Bu din, Müslümana mutlak bağımsızlık vermez. Müslüman biatli ve itaatli kimse demektir. Kime biatli ve itaatli?.. Zamanın İmamına veya Emîrine, Rabbanî gerçek alim ve fakihlere, Kâmil mürşidlere…
Kendini kurtaracak kadar ilmi, irfanı, firaseti, hikmeti olmayan kimse, kâmil bir Mürşide bağlanmazsa, gerçek ulema ve fukahanın emir ve öğütlerini tutmazsa şeytanın maskarası olmaya mahkumdur.
Bir rehbere muhtaç olduğu halde, rehberi olmayanın kılavuzu şeytandır.
Ortada bir yığın tarikat, cemaat, grup, hizip, fırka var ama Ümmet yoksa, İmam yoksa, üniter bir hiyerarşi yoksa durum felaket demektir.

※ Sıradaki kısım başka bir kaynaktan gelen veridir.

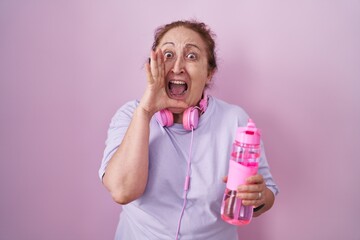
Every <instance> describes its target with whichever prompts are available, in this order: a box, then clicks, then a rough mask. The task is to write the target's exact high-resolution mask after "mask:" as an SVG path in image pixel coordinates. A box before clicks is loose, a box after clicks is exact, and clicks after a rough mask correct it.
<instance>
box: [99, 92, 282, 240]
mask: <svg viewBox="0 0 360 240" xmlns="http://www.w3.org/2000/svg"><path fill="white" fill-rule="evenodd" d="M138 103H139V102H138V101H132V102H128V103H127V104H125V105H124V106H122V107H121V108H120V109H119V110H118V111H117V112H116V114H115V116H114V117H113V119H112V121H111V124H110V128H109V130H108V138H107V140H106V148H105V151H104V157H103V160H102V164H101V167H100V170H99V176H100V178H102V176H103V175H104V173H105V171H106V166H107V163H108V161H109V159H110V158H111V156H112V155H113V153H114V152H115V150H116V149H117V147H118V146H119V145H120V143H121V141H122V139H123V137H124V135H125V132H126V130H127V128H128V126H129V124H130V121H131V118H132V115H133V112H134V110H135V108H136V107H137V106H138ZM248 118H249V117H248V115H247V114H246V113H245V111H244V110H243V109H242V108H240V107H238V106H236V105H231V104H228V103H226V102H224V101H221V100H219V99H216V98H215V97H211V96H209V105H208V108H207V110H206V112H205V113H204V114H203V115H201V117H200V119H199V125H198V127H197V128H196V129H195V130H194V132H193V134H194V135H193V146H192V152H191V156H190V157H191V172H190V177H191V180H190V188H189V191H188V194H187V199H188V200H187V205H186V209H185V212H184V214H183V217H182V221H181V229H180V235H179V236H180V238H179V239H181V240H194V239H197V240H201V239H204V240H205V239H206V240H219V239H227V240H237V239H238V235H237V227H236V226H233V225H230V224H228V223H226V222H224V221H223V220H222V219H221V217H220V207H221V202H222V197H223V194H224V190H225V187H226V184H225V183H223V181H222V178H223V177H224V176H226V175H227V174H228V166H229V159H230V153H231V150H232V144H233V142H234V139H235V134H236V129H237V128H238V127H239V126H246V124H247V122H248ZM191 134H192V133H191V131H187V130H185V129H184V128H183V126H182V124H174V125H173V126H171V127H162V126H161V125H160V124H159V123H158V122H157V121H156V119H155V117H153V118H152V120H151V122H150V139H149V141H150V142H149V144H150V145H149V149H150V150H149V152H144V154H149V175H148V182H147V186H146V190H145V192H144V194H143V195H142V196H141V197H140V198H138V199H136V200H134V201H132V202H131V203H129V204H126V205H123V206H122V211H121V216H120V221H119V224H118V227H117V231H116V237H115V239H119V240H128V239H129V240H130V239H131V240H146V239H149V240H159V239H161V240H167V239H169V240H174V239H175V235H176V232H177V226H178V221H179V216H180V213H181V210H182V207H183V200H184V182H185V176H186V172H187V161H188V160H189V149H190V142H191ZM258 172H259V173H260V174H262V175H263V177H264V179H265V182H266V185H267V187H268V188H270V190H271V191H273V193H274V194H275V195H276V194H277V192H278V189H277V186H276V184H275V183H274V181H273V179H272V176H271V174H270V171H269V167H268V163H267V161H266V157H265V152H264V148H263V146H262V151H261V158H260V163H259V170H258Z"/></svg>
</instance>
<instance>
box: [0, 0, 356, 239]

Namazın kılınması konusunda ancak Ümmet çatısı altında, bir İmam-ı Kebire biat ve itaat ederek emr-i mâruf ve nehy-i münker yapılabilir.
Bu ülkede on milyonlarca Müslüman var ama beş vakit namaz kılanların nispeti ancak yüzde on ise, orada Ümmet yok demektir.
Ümmet olsaydı, namaz kılma nispeti yüzde doksan olurdu.
Vatanın yüz bine yakın camiinden 110 desibel sesle sabah ezanları okunuyor ama mabetlerde cemaat yok, hele liseli ve üniversiteli sözde dindar gençler hiç yoksa oradaki Müslümanlar bitmiş ve ölmüş demektir.
Başta bir İmam/Emîr olacak ve bu muhterem zat Ümmet-i Muhammed’e namazı emr edecek.
Ümmetleşemeyen Müslümanlar sürü haline düşer.
Ümmet olamayan Müslümanlar karanlık gecede, fırtına ve yağmura yakalanmış, çobansız kalmış, kurtların saldırısına uğramış bir koyun sürüsüne döner.
Ümmet olmayan Müslümanlar hür olamaz; zelil, esir ve rezil olur.
Ümmet olamayan Müslümanlar kendi nefs-i emmarelerinin, insî ve cinnî şeytanların, din düşmanı kafirlerin ve mürtedlerin maskarası olur.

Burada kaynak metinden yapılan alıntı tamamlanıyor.